METEO 820
Time Series Analytics for Meteorological Data

METEO 820: Time Series Analytics for Meteorological Data

Welcome!

Quick Facts About METEO 820

Course Overview

METEO 820 is a professional, graduate-level course offered by the Department of Meteorology. Analytics is the discovery, interpretation, and communication of patterns by way of statistics, computer programming, and applications that provide decision-making tools. Weather and Climate Analytics (WCA), in particular, uses weather and climate data to provide useful information for improving efficiency, mitigating risks, and optimizing productivity. Why care about WCA? Well, weather and climate affect everyone! Combining weather forecasts and climate predictions with analytics, companies can create better product placements, select efficient transportation routes, provide more lead time on health advisories, and much more.

This course provides practical guidance in the quantitative analysis of large weather and climate time series datasets for incorporation into an analytical modeling system. Students will learn a variety of methods for identifying key temporal patterns in atmospheric datasets, modeling methods based on patterns, trend analyses in climate datasets, advanced modeling methods, frequency domain analyses, and spatial-temporal visualization techniques specific to meteorology. Furthermore, data reduction techniques will be discussed for working with big weather and climate datasets. Specific emphasis will be placed on preparing environmental data for analysis, data visualization techniques, correctly selecting appropriate analyses, validating results, and realistic interpretations of results. Case studies will augment the discussion on the various time series methods, with the goal being to broaden the student’s perspective on the use of weather and climate data for forecasting and modeling as it pertains to decision making.

What will you learn in this course?

Meteo 820 seeks to provide guidance on methods used for decomposing, analyzing, and modeling environmental time series data. After successfully completing this course, you will be able to:

  • break down a climate time series into parts and identify key patterns and trends for forecasting purposes;
  • create weather models based on patterns using basic and advanced methods, as well as apply hypothesis tests to determine the appropriateness of each method;
  • convert environmental data between the time and frequency domains when applicable, apply the correct analyses for each case, and interpret the results;
  • incorporate strategies to increase computational efficiency and quantifiably reduce the number of weather and climate variables for analysis;
  • visualize big data, from weather and climate observations or models, and creatively display outcomes in a manner that effectively communicates the results for decision-making purposes; and
  • develop an appreciation for the extensive collection of weather and climate datasets freely available and the ability of these datasets to provide useful information to decision makers across industries. 

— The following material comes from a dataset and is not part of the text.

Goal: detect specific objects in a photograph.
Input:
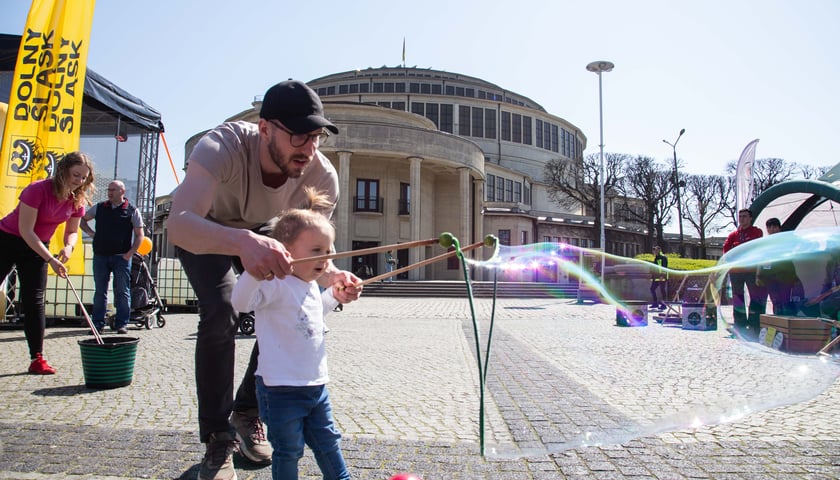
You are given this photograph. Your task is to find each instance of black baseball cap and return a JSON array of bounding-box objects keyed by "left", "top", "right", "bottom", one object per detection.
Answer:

The lessons that comprise this course are:

Lesson 1: Introduction to Time Series Data (overview of important aspects in atmospheric time series analysis, types of time series in observational weather and climate datasets (stationary, periodic, quasi-periodic, and chaotic), common patterns in weather and climate data, preparing observational data for time series analyses)

Lesson 2: Autocorrelation and ARIMA (autocorrelation techniques for analyzing meteorological patterns and seasonality in weather and climate data, autoregressive models, moving average models, ARMA and ARIMA models for environmental datasets, explanations of the difference between models)

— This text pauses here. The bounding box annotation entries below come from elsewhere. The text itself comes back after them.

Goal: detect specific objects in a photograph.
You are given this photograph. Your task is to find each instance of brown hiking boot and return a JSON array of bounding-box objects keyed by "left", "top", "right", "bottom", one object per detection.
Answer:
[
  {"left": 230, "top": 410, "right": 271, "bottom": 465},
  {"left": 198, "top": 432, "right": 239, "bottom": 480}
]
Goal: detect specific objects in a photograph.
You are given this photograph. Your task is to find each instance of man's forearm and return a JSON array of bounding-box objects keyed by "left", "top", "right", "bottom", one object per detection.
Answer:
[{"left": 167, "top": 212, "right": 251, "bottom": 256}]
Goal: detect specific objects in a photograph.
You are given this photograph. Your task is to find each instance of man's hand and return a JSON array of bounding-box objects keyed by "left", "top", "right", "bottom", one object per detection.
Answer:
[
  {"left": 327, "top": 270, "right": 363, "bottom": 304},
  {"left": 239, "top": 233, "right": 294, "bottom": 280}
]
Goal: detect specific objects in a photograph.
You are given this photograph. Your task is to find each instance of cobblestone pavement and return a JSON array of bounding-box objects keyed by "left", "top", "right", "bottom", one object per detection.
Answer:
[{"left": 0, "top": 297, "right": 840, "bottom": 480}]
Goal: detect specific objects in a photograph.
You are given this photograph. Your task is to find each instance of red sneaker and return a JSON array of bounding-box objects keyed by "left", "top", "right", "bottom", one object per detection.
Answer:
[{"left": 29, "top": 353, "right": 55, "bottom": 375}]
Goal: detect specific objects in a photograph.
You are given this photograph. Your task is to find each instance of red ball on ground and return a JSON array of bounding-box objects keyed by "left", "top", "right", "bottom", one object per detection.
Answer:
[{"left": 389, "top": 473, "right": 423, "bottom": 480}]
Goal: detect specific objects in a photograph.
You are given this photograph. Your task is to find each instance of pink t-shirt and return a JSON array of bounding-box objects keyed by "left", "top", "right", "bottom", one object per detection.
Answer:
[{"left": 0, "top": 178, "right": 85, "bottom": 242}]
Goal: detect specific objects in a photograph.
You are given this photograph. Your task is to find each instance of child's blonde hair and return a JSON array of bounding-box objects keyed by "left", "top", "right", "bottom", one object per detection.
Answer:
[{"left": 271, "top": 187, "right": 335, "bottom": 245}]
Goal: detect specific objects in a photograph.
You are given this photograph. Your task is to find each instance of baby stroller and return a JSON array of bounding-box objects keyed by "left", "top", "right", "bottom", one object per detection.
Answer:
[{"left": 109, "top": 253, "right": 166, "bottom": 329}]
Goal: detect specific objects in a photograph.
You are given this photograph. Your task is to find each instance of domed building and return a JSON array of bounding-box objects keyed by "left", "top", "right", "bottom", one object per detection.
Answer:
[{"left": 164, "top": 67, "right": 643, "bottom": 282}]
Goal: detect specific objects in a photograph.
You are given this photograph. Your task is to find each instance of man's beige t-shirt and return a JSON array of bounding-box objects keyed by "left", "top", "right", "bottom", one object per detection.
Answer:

Lesson 3: Trend Analysis (components of a trend, testing for a trend, performing a trend analysis on climate data, determining statistical significance and confidence intervals of trends in various climate observations and models)

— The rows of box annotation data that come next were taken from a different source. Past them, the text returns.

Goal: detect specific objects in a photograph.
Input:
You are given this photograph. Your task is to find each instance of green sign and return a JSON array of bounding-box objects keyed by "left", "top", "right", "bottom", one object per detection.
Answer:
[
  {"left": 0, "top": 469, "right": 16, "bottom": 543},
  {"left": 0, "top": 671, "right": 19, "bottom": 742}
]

Lesson 4: Autocorrelated Distributed Lag (ARDL) Models (overview of ARDL model and components, execution of the ARDL model on weather and climate data, hypothesis testing for significance of ARDL model)

Lesson 5: Spectrum and Cross-Spectrum Analysis (when and why to perform a spectral analysis of environmental datasets, key requirements, execution of a spectral and cross-spectrum analysis for various weather and climate data)

Lesson 6: Hovmöller Diagrams (overview of Hovmöller diagrams specific to meteorology, creation and interpretation of various environmental data sets)

Lesson 7: SOM (examples of data reduction and exploratory tools for big weather and climate data, execution methods and interpretation of results using additional time series analysis tools)

Lesson 8: Data Visualization (examples and best practices for presenting time series of weather and climate data, plotting considerations, creation of own figures and presentations of weather and or climate data used in course project)

How does this course work?

As with most graduate courses, there is a considerably higher onus on you to take responsibility for your own learning. While lessons present guidance on what you need to learn, much of your actual learning will take place as you engage in directed research and experiment with various examples presented in the text. Following through on these examples and exploring various ways to accomplish prescribed, data-procurement tasks are an absolute necessity, not only to be successful on the lesson's assessment activity, but to meet your own learning goals as well.